Simon Birmingham: Well then let’s just deal with the short term.
Anthony Albanese: We’ll have our policies out there very clearly.
Simon Birmingham: Will you at least support the Government’s legislation on tax relief for Australians?
Deb Knight: It’s a question I want to ask.
Anthony Albanese: Let me tell you, we will support any proposal for this term, for this term.
Deb Knight: So you won’t back out of the second and third tax cuts?
Anthony Albanese: We will consider that, but let me tell you it is a triumph of hope over experience and reality.
Deb Knight: But isn’t that…
Anthony Albanese: The government knows, the government knows what the economic circumstances are in 2025, or 2023, in the middle of the next decade. Ask Ross Greenwood, what’s going on in the economy and whether he knows for sure what the economy will look like in three years’ time.
Deb Knight: But doesn’t this point to the whole class warfare thing? I mean it’s coming back down to that but you want to move on.
Anthony Albanese: No not at all. It’s a matter of, it’s a matter of we’ll give consideration to it, that’s a matter for our proper processes. But I’ve said very clearly, we could in my view, the government should return parliament which it said it would do. It said it would pass the tax cuts by July 1, that come in, we’ll back them in. Hand out there to you Simon, get onboard, get the House of Reps and the Senate back, only needs to happen for a couple hours, we’ll do a deal.
Deb Knight: There you go.
Anthony Albanese: I can do that, one speaker a side and Bob’s your uncle. Tax cuts delivered July 1, that’s what the government said it would do.
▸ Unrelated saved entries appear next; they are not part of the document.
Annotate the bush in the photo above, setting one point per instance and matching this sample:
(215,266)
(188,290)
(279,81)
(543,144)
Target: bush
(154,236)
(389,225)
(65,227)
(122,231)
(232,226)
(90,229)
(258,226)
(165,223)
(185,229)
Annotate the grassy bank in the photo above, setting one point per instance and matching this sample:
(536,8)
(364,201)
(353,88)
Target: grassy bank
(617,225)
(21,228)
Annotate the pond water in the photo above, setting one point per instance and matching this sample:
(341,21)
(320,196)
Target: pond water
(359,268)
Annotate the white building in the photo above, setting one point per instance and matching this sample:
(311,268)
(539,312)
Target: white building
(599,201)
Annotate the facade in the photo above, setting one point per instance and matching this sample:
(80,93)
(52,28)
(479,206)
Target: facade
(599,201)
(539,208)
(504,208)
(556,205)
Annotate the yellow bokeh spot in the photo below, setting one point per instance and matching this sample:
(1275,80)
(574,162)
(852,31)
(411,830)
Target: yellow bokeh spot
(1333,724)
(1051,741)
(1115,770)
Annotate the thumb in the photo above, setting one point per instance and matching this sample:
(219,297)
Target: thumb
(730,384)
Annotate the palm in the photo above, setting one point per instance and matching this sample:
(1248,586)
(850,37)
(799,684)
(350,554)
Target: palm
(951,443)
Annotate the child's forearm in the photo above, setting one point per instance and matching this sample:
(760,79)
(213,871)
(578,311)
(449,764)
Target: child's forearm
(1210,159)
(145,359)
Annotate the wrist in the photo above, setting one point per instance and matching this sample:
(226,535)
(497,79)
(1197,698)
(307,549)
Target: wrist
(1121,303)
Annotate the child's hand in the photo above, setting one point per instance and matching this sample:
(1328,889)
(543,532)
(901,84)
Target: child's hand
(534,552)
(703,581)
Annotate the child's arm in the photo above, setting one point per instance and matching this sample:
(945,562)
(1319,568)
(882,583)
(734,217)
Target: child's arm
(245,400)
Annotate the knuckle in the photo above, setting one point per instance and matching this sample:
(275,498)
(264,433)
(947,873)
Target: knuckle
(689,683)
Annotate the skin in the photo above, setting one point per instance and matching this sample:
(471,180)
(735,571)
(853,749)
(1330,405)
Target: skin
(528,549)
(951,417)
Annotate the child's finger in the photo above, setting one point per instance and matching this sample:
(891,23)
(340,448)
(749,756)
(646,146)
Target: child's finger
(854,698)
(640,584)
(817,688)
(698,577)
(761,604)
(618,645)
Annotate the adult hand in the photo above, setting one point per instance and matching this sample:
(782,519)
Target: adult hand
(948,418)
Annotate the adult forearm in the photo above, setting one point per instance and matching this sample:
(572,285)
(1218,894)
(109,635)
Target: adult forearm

Deb Knight: So Birmo, is that something that you would accept? But obviously you want to move for more than that don’t you?
Simon Birmingham: Well we do want to implement everything that we’ve promised to the Australian people and when it comes to tax relief, we put out a long term plan. Australians often criticise their politicians for not looking long term enough or far enough into the future, our plan sees Australians have the certainty to know that over time if they work harder, they are not going to face bracket creep, that 9 million Australians will pay no more than 30 cents in the dollar under our plans. That the top income bracket will actually see that they pay a higher share over time of income tax, but for those who want to work an extra shift, get a promotion, they’re going to have a chance to get ahead. Now, we’ll bring the Parliament back as quickly as we can to legislate our tax relief, but really you’ve got to question if the…
Anthony Albanese: Why won’t you stick to your commitment?
Simon Birmingham: As soon as the writs are, we have clarity on when the writs will be returned, we’ll get the parliament back. But Albo, it will be remarkable if your first act as leader of the opposition was to oppose a package of tax relief, to impose a long-term package of tax relief.
Anthony Albanese: Your first act as a government is to breach the clear commitment which you made to the people before last Saturday.
Simon Birmingham: We will legislate every cent and all we need you to do is vote for it.
Deb Knight: Alright fellas thank you very much for joining us and Albo we’ll talk to you next time as Opposition Leader I’m sure.
Anthony Albanese: Well we’ll see what happens.